In the past 10 years, more than 40 U.S. corporations have found a loophole in this law and have exploited it to pad their bottom lines.
And that’s why we introduced legislation in the Senate and the House — to finish the job we started in 2004.
Some say this action is unnecessary; that we can stop corporate inversions through comprehensive tax reform that reduces the overall burden on businesses.
We say: This can’t wait.
There is no realistic tax reform proposal that would reduce U.S. corporate tax rates to a level that could compete with countries that have essentially zeroed out their tax rates.
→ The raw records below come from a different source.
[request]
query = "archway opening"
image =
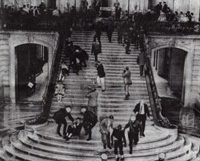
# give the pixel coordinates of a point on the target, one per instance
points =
(169, 64)
(31, 72)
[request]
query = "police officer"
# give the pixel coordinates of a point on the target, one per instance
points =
(59, 117)
(89, 121)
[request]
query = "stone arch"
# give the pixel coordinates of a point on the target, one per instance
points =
(23, 41)
(187, 67)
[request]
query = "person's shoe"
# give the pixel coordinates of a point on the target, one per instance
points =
(88, 139)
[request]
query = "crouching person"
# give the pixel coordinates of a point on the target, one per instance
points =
(89, 121)
(119, 138)
(59, 117)
(74, 129)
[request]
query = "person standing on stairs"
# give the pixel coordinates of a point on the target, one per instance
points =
(119, 138)
(98, 30)
(127, 82)
(141, 61)
(92, 96)
(74, 130)
(142, 112)
(59, 117)
(105, 127)
(96, 49)
(101, 76)
(133, 133)
(89, 121)
(59, 90)
(110, 29)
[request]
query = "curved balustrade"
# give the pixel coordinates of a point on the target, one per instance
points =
(160, 119)
(48, 96)
(177, 28)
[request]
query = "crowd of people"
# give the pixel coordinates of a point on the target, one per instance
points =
(130, 29)
(111, 136)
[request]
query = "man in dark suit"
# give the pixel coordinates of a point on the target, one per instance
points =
(142, 111)
(133, 133)
(101, 75)
(105, 125)
(59, 117)
(96, 49)
(119, 138)
(75, 129)
(89, 121)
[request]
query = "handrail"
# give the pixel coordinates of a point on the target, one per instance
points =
(160, 119)
(49, 92)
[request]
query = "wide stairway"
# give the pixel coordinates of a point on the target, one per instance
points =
(43, 144)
Nor would we want to compete in a race to the bottom.
We need to reform our tax code so it works better for middle-class families and small businesses, but these changes won’t happen overnight. In the meantime, we must eliminate this glaring loophole once and for all.
None of us are allowed to live here, using the roads and bridges, benefiting from food safety inspectors, receiving protection from the local police and then claim we live in some tax haven in order to avoid paying taxes.
If a company benefits from everything the United States and its citizens have to offer, it should be paying its fair share. We urge our Republican colleagues in both chambers to take up this legislation immediately to close this tax loophole and help hardworking Americans.
Sen. Richard J. Durbin is a Democrat from Illinois; Sen. Jack Reed is a Democrat from Rhode Island; Rep. Sander M. Levin is a Democrat from Michigan; and Rep. Lloyd Doggett is a Democrat from Texas.